[78-L] Soviet Scene (was: Something you don't see every day!)

Michael Biel mbiel at mbiel.com
Sat Aug 8 12:08:15 PDT 2009


From: "Steven C. Barr" <stevenc at interlinks.net>
> Well...Russian record companies had a few IMPORTANT advantages!
> First, their customers HAD to buy from the "People's Record Company"...
> none of this capitalist nonsense about "competition!"

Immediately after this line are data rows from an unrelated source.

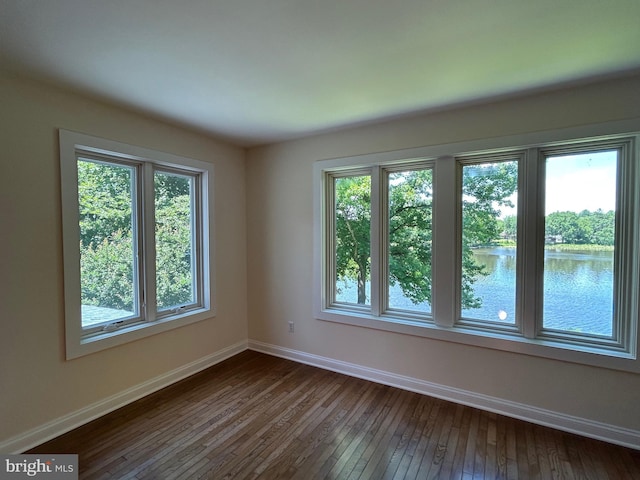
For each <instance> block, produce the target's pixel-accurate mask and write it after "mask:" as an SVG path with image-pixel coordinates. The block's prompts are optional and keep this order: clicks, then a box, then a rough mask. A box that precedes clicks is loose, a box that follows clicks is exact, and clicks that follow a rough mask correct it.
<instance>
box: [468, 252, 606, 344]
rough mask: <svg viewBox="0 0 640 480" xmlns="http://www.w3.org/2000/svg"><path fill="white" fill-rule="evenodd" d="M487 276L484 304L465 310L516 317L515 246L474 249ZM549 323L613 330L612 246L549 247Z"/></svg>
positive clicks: (601, 330) (546, 316) (469, 314)
mask: <svg viewBox="0 0 640 480" xmlns="http://www.w3.org/2000/svg"><path fill="white" fill-rule="evenodd" d="M474 254H475V256H476V261H478V263H482V264H484V265H486V267H487V272H488V273H489V275H488V276H486V277H483V278H481V279H479V280H478V281H477V282H476V284H475V285H474V287H475V292H476V294H477V295H478V296H479V297H480V298H482V300H483V302H482V307H481V308H479V309H474V310H464V311H463V314H464V315H465V316H468V317H471V318H480V319H486V320H503V321H505V322H513V321H514V318H515V273H516V271H515V270H516V265H515V263H516V257H515V249H513V248H491V249H479V250H476V251H474ZM544 269H545V274H544V306H543V318H544V327H545V328H552V329H559V330H570V331H580V332H585V333H593V334H596V335H607V336H609V335H611V330H612V317H613V252H591V251H588V252H587V251H572V252H566V251H564V252H563V251H553V250H547V251H546V252H545V262H544Z"/></svg>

Actually, until 1964 when Melodiya was founded as the nationwide label,
each pressing plant had its own label and label name, and although they
mainly pressed the recordings supplied by the central office, they
occasionally issued recordings intended for their local population. 
There also was the black market competition of recordings cut on x-ray
sheets -- rock on the bones.  The State record stores also imported
records from the other Communist countries like Hungary, Bulgaria, East
Germany, Poland, Czechoslovakia, etc.  Many cities in the USSR had a
store for every Communist country, and they sold their country's records
and other products which was a type of competition.  They sometimes had
Western artists like Elvis.
 
> Second, the format was whatever the Politburo had DECIDED it was!
> If the official supplier of phonograph records had inadvertantly wound
> up with a few thousand 78rpm phonorecords...that was easily corrected
> through ONE official order!

Yes there was a central government industrial standards system, which is
the GOST (looks like roct) number on each record starting in the 1950s,
roct 5289-50, 56 etc.  But the Long Playing system provided for both 33
and 78 to be used, but they did drop the 78 microgroove system after a
year or two but continued making 78s into the mid-60s for all the people
who still had only 78 players. 
 
> "You vant a record?! THIS one is the one we have!
> Steven C. Barr

This was the major problem all thru the Soviet years.  Big selling items
were not immediately repressed to meet demand.  If you see something in
the store you buy it NOW!  It won't be there tomorrow if it is good. 
They MIGHT be repressed a year or two later, or not.  And when there was
a record that some higher up wanted pressed, THAT would get pressed and
might languish in the stores for years.  Cultural items cost less.  The
cheapest were political, then came classical, childrens, and domestic
folk music.  Pop music was the most expensive but eventually many were
pressed on floppys which were cheaper.  There also was the monthly
magazine Horizon which had 12 floppies, and the last side was often some
Western pop as bait. 

By the late 70s jazz had become officially permissible, and pressing
runs of some weird avant-garde jazz started at 50,000 and went up to
500,000.  And they SOLD.  Some of it was VERY WEIRD.  NONE of it has
been reissued on CD.  But there also was some good revivalist Dixieland,
and I have searched in vain for CDs of it -- I do have most of the LPs
of them, and a few of the weird ones also.  In the mid to late 80s there
was a fantastic series of History of Soviet Jazz that also has not been
reissued on CD.  I have about 7 of them, mostly the early ones.  The
series ran to about 25 LPs.  They had a store life of maybe a day and a
half.  When any of them appeared they FLEW out of the stores.  Phone
calls were made as soon as they were spotted, and the lucky ones bought
extras for their friends.  I don't think any were ever repressed, and
they never hit the official export lists for MK, and I have most of the
catalogs from that era. I have never seen one with English notes.

And much to my surprise, I found there is a large contingent of record
collectors in Russia who have their tiny apartments stuffed to the gills
with records, including many 78 collectors, some with over 10,000 items.